I.e An entry placed at 0.5 using weight A * weight B should not be the product of weight A and B to produce 0.5. As inconsistencies can arise for example:

A = 1.0, B = 0.5
A = 0.5, B = 1.0

Resulting in unbalanced in between combinations – Rather an entry sits at the product of a value interpolate by each weight:

Weight A @ 0.0 – Value = 0.0
Weight A @ 0.5 – Value = 1.0
Weight A @ 1.0 – Value = 0.0

The entry therefore sits at (weight A @ 0.5 = Value 1.0) * (weight B @ 0.5 = value 1.0)

This allows for true interpolations, special thanks go to Daniel Pook Kolb – finally starting to understand this.

Thanks goes to Daniel Pook Kolb.

Given a weight space of real numbers where each weight is a dimension, we can embed any data in this space be it an input or a pure value itself. By breaking the connection of weight to data (shape) we can essentially have multiple weights drive a single input.

For example if we have a dimension of two weights: W1 and W2 when W1 is at 1.0 we can drive a face pose/blendshape – lets call this shape S1. Likewise when W2 is at 1.0 we can drive another shape S2.

Treating this as a two dimensional space, we can place entries anywhere inside it. For example combining W1 and W2 (W1 * W2) we can place an entry (shape) at this point in the space.

Manipulating the weights drive this entry in a non-linear way. For example when W1 is at 1.0 and W2 is at 1.0, W1*W2 results in this entry being at 1.0. Likewise when W1 is at 1.0 but W2 is at 0.0, (W1 * W2) the entry is at 0.0.

Greater values of the input weights causes greater influence of the entry at there combination. This influence happens in a non-linear way.

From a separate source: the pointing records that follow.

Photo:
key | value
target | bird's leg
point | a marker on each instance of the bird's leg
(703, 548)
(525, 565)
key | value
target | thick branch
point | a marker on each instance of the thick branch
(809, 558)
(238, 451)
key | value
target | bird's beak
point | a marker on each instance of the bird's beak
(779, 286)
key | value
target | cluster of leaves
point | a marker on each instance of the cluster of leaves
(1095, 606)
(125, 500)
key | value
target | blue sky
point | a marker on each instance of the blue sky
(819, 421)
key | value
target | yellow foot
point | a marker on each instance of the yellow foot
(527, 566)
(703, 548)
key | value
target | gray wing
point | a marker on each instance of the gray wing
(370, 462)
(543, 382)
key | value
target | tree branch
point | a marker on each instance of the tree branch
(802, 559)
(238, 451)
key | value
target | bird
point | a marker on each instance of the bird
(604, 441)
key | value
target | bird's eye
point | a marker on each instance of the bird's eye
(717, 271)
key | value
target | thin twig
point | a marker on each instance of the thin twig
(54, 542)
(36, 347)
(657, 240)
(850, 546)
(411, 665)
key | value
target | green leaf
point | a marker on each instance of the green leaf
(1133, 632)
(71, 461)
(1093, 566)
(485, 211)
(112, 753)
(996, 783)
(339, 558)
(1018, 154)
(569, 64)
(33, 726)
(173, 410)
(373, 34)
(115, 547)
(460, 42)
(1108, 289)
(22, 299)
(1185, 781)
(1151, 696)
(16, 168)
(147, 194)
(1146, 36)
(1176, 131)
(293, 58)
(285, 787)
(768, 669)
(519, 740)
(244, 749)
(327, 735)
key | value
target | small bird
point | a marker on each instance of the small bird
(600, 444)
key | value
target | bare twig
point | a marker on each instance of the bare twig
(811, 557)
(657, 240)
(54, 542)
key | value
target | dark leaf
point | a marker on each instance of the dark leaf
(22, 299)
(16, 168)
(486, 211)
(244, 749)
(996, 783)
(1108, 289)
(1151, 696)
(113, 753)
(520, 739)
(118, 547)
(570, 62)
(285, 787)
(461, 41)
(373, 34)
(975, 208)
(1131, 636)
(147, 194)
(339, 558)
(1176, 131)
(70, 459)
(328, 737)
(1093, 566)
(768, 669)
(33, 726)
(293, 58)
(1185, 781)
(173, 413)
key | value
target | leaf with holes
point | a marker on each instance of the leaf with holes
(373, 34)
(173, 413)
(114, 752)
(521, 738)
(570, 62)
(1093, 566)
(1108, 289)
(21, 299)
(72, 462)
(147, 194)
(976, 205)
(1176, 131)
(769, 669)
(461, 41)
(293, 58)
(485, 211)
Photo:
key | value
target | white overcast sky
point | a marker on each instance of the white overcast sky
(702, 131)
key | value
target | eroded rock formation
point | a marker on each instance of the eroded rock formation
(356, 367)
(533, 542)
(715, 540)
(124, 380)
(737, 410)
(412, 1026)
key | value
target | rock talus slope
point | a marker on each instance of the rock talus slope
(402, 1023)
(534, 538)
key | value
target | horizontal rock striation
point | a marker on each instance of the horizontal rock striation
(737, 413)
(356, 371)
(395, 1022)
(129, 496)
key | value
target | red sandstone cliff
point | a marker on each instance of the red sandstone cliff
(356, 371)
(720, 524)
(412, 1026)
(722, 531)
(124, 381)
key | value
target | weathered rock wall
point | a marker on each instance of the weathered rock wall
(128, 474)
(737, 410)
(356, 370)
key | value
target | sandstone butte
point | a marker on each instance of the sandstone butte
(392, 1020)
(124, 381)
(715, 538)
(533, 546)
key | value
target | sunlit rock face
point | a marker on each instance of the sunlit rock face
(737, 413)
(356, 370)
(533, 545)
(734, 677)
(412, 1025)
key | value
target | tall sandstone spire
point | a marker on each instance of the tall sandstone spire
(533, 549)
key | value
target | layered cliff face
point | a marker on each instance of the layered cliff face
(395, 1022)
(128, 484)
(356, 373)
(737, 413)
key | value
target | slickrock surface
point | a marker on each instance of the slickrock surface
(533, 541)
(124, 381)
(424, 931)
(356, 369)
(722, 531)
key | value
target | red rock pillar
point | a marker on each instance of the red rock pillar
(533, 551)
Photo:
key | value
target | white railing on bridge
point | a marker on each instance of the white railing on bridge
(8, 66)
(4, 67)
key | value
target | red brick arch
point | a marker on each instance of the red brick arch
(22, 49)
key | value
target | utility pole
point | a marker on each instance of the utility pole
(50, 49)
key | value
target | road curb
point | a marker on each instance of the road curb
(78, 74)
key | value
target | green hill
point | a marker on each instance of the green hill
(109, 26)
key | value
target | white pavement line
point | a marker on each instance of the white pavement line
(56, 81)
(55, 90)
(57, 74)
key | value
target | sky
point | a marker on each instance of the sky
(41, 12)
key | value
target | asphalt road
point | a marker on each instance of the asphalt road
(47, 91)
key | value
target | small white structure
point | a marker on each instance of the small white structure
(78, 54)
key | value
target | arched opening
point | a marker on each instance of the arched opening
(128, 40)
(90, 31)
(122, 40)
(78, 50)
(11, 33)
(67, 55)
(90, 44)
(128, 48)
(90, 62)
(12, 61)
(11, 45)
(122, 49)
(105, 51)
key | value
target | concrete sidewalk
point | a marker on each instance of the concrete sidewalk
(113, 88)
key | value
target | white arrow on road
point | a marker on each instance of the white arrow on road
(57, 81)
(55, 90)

W1 0.00 W2 0.00 = Entry 0.0
W1 0.25 W2 0.25 = Entry 0.06
W1 0.50 W2 0.50 = Entry 0.25
W1 0.75 W2 0.75 = Entry 0.56
W1 1.00 W2 1.00 = Entry 1.00

If we treat this as corrective system, the entry at the combination is additive to the other entrys at W1 and W2. This entry however can be an absolute if its regarded as a value that the W1 and W2 entries take negatively, whilst driving a new entry positively.

The weight space can in theory have as many dimensions as possible, with as many entries into its space (given that they exist inside a range of 0:1).